Um die 100.000 Töne wurden dokumentiert. Doch es geht um mehr als um ein digitales Klangarchiv, „es geht um Demokratisierung“, erklärt Koritke. Jeder Komponist soll durch dieses Projekt die Möglichkeit haben, den Klang einer Stradivari für seine Tonschöpfungen zu verwenden. „Denn diese Instrumente werden im Museum aufbewahrt und dort auch gespielt, aber als Musiker oder als Komponist hat man keinen Zugriff darauf. Indem wir die Töne digitalisieren, schaffen wir weltweit die Möglichkeit, den Klang für Kompositionen einzusetzen.“

©APA/AFP/PATRICK KOVARIK

Überall

Dies geschieht über eine eigene Software. In der Tat: es funktioniert. Der KURIER fragte nun, rund um den zweiten Jahrestag nach der Aufnahme des ersten Tons, nach. Koritke schickte Tonbeispiele, die mittels dieser speziellen Software abgerufen und neu zusammengefügt werden können.
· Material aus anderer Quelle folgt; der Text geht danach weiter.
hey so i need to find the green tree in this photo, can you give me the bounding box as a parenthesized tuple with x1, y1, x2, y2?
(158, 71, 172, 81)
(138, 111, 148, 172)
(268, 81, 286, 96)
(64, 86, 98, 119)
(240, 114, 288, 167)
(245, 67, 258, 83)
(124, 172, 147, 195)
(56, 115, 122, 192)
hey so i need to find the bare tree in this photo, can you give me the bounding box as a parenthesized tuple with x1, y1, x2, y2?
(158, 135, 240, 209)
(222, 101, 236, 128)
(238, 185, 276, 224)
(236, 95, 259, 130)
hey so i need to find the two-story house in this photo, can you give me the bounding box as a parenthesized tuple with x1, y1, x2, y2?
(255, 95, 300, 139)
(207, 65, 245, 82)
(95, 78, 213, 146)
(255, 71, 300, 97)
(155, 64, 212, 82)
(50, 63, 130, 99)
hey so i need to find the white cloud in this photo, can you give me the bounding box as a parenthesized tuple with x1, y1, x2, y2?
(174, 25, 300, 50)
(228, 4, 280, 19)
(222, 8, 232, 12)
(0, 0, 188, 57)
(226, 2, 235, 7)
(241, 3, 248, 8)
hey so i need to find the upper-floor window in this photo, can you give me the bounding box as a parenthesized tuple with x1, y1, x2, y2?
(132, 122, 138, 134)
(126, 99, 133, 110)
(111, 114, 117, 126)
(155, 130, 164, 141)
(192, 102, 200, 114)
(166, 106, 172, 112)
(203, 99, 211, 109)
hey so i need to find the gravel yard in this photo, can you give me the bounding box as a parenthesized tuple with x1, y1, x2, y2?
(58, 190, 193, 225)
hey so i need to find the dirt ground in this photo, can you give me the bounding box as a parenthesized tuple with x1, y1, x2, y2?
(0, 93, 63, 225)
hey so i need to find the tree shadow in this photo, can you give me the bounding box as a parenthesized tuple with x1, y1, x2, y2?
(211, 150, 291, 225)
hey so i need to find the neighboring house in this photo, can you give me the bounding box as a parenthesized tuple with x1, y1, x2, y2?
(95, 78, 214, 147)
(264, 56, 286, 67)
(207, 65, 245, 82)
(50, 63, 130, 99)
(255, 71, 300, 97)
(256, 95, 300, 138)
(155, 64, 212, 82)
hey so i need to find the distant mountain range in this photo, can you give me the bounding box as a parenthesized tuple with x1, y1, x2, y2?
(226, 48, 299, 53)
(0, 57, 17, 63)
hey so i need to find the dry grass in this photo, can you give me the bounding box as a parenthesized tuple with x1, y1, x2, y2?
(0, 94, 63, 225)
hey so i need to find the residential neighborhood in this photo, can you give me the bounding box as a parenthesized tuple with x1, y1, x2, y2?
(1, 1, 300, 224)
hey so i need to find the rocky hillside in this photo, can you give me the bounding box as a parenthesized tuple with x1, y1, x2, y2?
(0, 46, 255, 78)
Die Berichterstatterin ließ diese von einem Profi, dem irischen Komponisten Adam McCartney, begutachten. „Die Tonbeispiele klingen gut“, lobt er, das Sample sei interessant. Seit Jahrzehnten bedienen sich Komponisten solcher Bibliotheken, die Idee aber, diese auf historische Instrumente auszuweiten, und Wert auf Details wie auf den Instrumentenbauer, den Musiker und den Tontechniker zu legen, mache einen großen Unterschied, so McCartney. Eines aber ist Koritke wichtig: Die digitalen Töne sollen die Instrumente nicht ersetzen, sie sollen Werkzeug für Komponisten sein.